現在、造形会社や着ぐるみ制作などのアシスタント業のかたわら、フリーランスの造形作家として、オーダーメイドの作品や個人作品などを制作しています。自分自身の技術と知識を用いて作業ができ、さらに成長していける点に大きなやりがいを感じています。つまり、自分がこれまで得た知識と磨いてきた技術を応用してより良い商品や作品を仕上げること、仕上がった作品に対する他者の反応を正しく理解・解析して次の制作に生かしていくこと、そこに創造することの喜びがあります。そして、こうした積み重ねが自分自身を豊かにしてくれるところも、この仕事の魅力だと思います。
専門学校を卒業して数年後に、独立して活躍されていた恩師から仕事のお誘いを受けたのがフリーになったきっかけです。それ以来、度々仕事のお誘いや依頼などいただくようになり非常に感謝しています。このように専門学校で得た人脈が仕事のきっかけとなったわけですが、本来なら人脈は得難いものです。ただ一度得ると連鎖的に増え続け、仕事のきっかけも増えます。そこで気をつけなければならないのは、この業界だけでのつながりでは狭いということ。同じ業界内だけで人脈を築くよりも業界の幅を少しずつずらして人脈を築いていけば、あらゆる業界と関係を持つことができ、仕事の幅も広げていけると実感しています。

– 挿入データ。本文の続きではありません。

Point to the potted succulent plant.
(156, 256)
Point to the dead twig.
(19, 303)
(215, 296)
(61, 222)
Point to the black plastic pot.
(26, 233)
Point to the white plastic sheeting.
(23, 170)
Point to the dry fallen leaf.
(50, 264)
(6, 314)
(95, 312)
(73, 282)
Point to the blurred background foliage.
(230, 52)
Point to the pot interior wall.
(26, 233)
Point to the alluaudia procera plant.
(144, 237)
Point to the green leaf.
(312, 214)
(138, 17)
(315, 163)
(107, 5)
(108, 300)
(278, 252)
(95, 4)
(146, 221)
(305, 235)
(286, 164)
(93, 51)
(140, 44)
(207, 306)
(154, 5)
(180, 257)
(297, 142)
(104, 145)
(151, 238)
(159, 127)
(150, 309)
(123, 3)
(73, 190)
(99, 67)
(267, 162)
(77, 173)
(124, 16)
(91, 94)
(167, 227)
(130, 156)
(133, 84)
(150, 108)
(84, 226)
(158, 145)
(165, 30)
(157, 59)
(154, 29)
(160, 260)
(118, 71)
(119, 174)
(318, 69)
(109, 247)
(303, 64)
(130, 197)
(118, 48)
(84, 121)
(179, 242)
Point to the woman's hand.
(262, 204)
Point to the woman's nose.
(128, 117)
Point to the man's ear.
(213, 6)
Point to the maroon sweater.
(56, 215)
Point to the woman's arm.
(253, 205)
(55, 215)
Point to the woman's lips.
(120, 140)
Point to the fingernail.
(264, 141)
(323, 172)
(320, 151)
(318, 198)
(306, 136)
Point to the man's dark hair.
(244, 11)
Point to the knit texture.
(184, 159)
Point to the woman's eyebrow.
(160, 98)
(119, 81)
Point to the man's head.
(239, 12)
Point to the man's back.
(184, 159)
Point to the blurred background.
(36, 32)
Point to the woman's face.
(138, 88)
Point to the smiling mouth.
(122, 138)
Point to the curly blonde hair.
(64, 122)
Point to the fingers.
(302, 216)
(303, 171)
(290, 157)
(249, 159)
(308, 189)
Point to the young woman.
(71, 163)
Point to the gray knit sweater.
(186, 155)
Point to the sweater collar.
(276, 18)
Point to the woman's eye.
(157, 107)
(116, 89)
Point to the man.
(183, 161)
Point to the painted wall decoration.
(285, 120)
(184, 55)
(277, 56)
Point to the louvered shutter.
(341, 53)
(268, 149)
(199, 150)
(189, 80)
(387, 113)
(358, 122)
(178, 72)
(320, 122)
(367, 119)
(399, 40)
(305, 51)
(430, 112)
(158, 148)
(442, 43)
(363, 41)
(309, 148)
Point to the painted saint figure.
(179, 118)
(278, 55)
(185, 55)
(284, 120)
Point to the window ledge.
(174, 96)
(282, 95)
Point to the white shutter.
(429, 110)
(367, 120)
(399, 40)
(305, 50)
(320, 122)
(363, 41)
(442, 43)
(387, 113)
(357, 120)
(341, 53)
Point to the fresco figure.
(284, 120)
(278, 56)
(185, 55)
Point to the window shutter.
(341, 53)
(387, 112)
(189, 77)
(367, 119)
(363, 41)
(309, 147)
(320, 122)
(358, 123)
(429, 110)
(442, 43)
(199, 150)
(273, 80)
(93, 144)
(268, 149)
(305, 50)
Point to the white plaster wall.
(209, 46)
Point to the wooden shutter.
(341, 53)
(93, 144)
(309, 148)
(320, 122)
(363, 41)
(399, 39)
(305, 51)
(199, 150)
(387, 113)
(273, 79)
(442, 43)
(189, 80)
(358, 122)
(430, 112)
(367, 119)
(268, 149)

重要なのは、自分が一番やりたい分野を選ぶこと。その際、その分野が「自分にとって本当に一番」なのか、一過性のものではないのかをよく考えましょう。次に、「好き」と「得意」は別ものということ。好きな分野だけれど得意ではない場合や、逆に得意な分野だけど好きではないこともありますから。最後に、情報です。その分野の表面的な部分だけではなく、深い部分を知り長所だけではなく短所の情報も得て、その分野の展望を見極めることが大切です。業界を含め社会の状況は変化し続けます。以上のことがらと情報を踏まえたうえで、総合的に導き出した答えが「自分にとって一番やりたいこと」の可能性がもっとも高いと思います。
フリーランス/特殊メイク学科/2011年卒/特殊メイクや造形の仕事に憧れて大阪デザイナー専門学校に入学。特殊メイク・特殊造形の基礎技術・知識を身につけながら、作品撮影のテクニックやイラストレーターやフォトショップなどのデジタルワークも修得する。現在は、制作会社などのでアシスタント業も行いながら、大阪を拠点に、制作依頼や個人作品の制作などをメインにフリーランスとして活動。妖怪をテーマとした作品展「第3回なにわ妖隗祭」(2017年)をはじめ展示会への出展などを通し、新たな分野への挑戦も精力的に行い、活動の幅を広げている。